Saturday, July 6, 2013

New Girl at the Table

 Danielle is a new player in a game with Anthony and Jeremy.
 
 I'm the one that got away—almost.

    I never got involved in roleplaying games when I was a teenager, though it would have been right up my alley.  Obsessed with fantasy since I was a kid, I gobbled up every book on wizards and dragons that I could find.  Then, when I was 13 and looking through the bargain bin at my local library's yard sale, a huge event for a sleepy rural town, I scored bigtime.  I found Dragons of Autumn Twilight by Margaret Weis &Tracy Hickman.  From the first scene where the guards burst into the inn, I was hooked.  I devoured it, finding everything a tween could hope for, a band of unlikely heroes, magic, dragons and bad guys aplenty, dungeons and mysteries, all waiting for me to discover them.   Adding to the appeal of the series, it was suitably, tantalizingly racy.  I remember this scene with an elf bathing in the moonlight...  Anyway, I wanted more.

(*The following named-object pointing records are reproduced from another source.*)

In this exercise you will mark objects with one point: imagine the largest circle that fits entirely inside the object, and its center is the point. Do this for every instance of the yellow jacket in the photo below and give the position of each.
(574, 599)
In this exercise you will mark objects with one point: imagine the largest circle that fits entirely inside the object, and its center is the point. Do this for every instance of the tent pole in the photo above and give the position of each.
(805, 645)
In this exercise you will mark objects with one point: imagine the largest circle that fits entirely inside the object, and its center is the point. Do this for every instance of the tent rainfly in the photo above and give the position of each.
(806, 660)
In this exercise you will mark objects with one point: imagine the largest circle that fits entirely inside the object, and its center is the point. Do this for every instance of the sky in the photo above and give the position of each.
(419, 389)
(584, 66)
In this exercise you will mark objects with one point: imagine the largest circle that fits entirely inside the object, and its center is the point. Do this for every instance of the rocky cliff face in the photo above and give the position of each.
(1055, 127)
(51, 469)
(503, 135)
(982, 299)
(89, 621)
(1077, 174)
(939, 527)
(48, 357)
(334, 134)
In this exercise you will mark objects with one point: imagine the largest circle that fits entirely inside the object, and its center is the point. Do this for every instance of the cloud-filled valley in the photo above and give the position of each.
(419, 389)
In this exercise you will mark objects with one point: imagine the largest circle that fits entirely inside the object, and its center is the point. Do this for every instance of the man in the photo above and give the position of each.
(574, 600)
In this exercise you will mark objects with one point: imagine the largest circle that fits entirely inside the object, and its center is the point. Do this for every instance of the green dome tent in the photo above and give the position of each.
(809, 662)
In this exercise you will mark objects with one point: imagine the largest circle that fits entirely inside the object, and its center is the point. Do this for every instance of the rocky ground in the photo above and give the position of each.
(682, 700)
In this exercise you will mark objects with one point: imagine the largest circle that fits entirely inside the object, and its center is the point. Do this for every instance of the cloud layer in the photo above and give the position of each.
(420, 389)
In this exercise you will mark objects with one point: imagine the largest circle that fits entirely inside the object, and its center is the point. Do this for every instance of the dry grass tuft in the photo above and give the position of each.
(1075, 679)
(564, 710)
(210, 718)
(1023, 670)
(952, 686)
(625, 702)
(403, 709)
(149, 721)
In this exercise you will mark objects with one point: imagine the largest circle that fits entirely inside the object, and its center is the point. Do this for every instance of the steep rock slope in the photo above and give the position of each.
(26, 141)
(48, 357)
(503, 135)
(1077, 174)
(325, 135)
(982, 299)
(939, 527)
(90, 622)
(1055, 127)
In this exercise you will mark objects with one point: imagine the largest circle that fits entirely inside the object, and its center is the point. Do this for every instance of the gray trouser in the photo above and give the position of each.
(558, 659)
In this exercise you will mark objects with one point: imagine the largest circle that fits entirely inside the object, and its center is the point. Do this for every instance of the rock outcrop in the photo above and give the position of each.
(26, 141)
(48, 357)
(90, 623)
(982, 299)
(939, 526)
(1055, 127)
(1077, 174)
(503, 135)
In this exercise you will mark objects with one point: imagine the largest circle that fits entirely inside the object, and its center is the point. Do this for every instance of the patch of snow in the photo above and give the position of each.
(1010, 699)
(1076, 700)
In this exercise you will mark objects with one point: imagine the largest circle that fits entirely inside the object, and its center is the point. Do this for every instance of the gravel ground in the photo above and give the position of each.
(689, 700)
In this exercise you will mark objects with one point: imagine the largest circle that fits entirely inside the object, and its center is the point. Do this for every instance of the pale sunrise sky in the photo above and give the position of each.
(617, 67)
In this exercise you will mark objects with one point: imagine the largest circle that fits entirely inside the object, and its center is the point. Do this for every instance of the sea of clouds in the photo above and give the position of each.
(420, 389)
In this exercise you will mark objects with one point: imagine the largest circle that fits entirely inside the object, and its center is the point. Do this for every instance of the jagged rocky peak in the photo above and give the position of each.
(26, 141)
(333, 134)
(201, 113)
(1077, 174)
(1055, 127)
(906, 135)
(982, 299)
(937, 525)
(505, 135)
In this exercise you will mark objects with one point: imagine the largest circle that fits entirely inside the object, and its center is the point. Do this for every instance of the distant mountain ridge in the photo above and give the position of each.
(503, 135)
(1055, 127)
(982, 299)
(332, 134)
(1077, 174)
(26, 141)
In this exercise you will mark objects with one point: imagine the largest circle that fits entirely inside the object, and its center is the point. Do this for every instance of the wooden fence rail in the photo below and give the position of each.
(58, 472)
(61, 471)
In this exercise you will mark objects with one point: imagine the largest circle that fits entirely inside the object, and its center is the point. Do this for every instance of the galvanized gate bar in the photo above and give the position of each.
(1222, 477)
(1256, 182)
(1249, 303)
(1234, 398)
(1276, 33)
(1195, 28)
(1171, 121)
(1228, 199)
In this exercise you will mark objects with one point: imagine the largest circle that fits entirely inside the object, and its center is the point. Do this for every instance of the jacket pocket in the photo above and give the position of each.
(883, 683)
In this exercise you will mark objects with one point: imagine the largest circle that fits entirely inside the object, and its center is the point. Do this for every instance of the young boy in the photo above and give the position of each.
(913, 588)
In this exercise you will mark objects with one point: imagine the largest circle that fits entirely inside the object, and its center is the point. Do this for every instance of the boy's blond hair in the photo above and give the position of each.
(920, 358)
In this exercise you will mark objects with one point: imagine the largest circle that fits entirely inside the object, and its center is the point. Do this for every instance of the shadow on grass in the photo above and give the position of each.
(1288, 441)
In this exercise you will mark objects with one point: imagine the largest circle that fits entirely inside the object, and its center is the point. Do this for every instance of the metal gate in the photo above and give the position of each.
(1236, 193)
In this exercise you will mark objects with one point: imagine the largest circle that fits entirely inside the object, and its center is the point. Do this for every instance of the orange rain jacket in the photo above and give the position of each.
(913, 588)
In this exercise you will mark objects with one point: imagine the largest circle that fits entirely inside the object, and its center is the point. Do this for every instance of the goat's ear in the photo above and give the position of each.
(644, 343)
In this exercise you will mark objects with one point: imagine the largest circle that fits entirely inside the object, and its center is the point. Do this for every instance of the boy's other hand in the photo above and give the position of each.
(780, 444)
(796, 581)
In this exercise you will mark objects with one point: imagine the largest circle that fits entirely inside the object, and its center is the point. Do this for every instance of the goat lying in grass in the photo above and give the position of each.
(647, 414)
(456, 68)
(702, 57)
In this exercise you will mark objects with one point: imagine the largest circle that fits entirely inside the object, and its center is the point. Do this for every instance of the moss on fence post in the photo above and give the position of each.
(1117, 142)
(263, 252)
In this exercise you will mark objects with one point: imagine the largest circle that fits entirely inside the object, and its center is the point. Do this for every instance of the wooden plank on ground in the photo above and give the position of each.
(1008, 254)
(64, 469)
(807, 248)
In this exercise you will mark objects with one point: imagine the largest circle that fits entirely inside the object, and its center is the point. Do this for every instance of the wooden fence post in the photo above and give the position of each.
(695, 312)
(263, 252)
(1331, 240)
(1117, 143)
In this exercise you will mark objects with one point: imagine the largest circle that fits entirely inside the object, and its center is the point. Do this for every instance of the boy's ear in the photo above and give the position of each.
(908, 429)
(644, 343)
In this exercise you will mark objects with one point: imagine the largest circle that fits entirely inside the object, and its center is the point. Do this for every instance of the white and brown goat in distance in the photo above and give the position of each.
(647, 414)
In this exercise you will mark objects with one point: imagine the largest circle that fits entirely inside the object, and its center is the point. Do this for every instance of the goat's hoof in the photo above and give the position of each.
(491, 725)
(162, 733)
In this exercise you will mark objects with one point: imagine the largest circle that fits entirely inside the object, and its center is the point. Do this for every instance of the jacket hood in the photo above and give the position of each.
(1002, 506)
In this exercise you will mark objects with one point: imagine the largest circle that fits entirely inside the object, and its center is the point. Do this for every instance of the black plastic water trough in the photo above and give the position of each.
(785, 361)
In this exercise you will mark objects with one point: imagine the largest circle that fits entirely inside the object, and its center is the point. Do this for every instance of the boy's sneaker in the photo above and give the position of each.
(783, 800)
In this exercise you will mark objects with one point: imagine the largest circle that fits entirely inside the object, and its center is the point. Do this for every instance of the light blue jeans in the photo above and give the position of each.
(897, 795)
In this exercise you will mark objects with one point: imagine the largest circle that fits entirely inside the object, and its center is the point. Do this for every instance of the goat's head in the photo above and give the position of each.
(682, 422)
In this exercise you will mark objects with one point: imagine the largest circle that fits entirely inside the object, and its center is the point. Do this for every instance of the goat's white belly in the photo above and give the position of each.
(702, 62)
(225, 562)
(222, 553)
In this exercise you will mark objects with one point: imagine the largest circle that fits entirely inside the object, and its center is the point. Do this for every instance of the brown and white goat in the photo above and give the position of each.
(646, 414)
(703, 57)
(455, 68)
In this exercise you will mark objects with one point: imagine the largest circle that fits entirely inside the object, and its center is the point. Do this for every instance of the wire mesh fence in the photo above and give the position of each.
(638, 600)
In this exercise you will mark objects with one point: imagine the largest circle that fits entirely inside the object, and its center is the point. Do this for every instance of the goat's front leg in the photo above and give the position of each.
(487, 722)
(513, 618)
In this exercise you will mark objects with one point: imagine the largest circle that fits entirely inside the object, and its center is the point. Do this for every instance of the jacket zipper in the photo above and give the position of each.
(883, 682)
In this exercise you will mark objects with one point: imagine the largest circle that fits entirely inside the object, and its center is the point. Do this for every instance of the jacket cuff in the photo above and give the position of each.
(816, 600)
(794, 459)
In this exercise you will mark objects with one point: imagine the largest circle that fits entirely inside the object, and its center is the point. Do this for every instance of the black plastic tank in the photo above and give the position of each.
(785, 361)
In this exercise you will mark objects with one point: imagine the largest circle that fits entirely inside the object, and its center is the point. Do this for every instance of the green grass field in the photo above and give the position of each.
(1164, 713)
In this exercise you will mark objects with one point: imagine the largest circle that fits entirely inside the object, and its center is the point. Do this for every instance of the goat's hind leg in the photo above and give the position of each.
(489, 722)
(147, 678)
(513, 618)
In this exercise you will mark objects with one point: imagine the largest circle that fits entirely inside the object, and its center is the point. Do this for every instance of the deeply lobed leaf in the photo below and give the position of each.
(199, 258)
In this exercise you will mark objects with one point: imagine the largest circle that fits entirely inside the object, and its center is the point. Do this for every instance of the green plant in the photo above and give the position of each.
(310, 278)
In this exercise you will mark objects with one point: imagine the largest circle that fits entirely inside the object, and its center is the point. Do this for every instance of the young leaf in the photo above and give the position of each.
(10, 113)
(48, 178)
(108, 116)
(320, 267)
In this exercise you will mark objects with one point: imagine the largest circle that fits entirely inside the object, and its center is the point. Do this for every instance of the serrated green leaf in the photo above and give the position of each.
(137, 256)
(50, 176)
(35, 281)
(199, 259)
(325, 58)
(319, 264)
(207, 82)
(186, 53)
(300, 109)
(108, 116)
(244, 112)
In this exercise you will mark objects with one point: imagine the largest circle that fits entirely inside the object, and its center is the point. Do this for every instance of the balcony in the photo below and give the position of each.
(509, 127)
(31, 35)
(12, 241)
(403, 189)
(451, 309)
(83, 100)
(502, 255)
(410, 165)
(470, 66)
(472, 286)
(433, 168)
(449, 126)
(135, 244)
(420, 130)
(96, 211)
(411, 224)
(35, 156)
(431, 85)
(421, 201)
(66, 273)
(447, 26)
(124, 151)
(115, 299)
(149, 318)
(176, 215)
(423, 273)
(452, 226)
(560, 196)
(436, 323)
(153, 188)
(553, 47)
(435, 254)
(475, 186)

   I learned gradually that there was not just three or twelve books set in the Dragonlance universe, but over 190 volumes.  It vaguely occurred to me that these were interrelated, and I had some notion that the people involved in writing the series all knew each other, but it took me a long time to put it together that the books were based on a series of Dungeons & Dragons campaigns.  The Dungeons & Dragons rulebook was more expensive and daunting than pulp paperbacks, and my teenage self wanted instant gratification, so I was surprisingly slow on the uptake, even when one of my high school friends showed me dungeon maps he had drawn up in math class (putting his graph paper to good use).  To me, fantasy was something that happened on the page, and I was a huge fan, and I sympathized with the characters and came along for the ride.  Aside from choose-your-own-adventures, though, I would always be a passenger, and the people who wrote and participated in such stories were impossibly far removed from me.

   Fast forward to this year.  My appreciation for stories has deepened and matured, and that gulf between me and the exalted class of magicians and storytellers has narrowed to a gap I might easily cross in one step.  I find myself thinking, “I would have done it this way,” or “that villain is more interesting than the heroes,” and watching from the wings, itching to try out each character's part.  So when Jeremy invited me to a game he was starting I was thrilled, not just because it's great to watch his face light up when he's doing something he loves, but also at the opportunity to share a fantasy world as a group experience and participate in a living, breathing story.   I've come to roleplaying the long way around, but it is just as satisfying for me to manhandle and steamroller the GM's encounters, to laugh at the alchemist chef's antics and flee in terror from giant scorpions that will kill us at Level 1, to learn the seductive nature of powergaming and the delicate balance of roleplaying.  I'm new to roleplaying and the Pathfinder system, but I am not new to fantasy, and it's a pleasure to discover the mechanics behind the stories that have always fascinated me.  At some point we were all new players, and as That New Player, I'd like to say thanks to the people who stop what they are doing long enough to explain things to us at the table.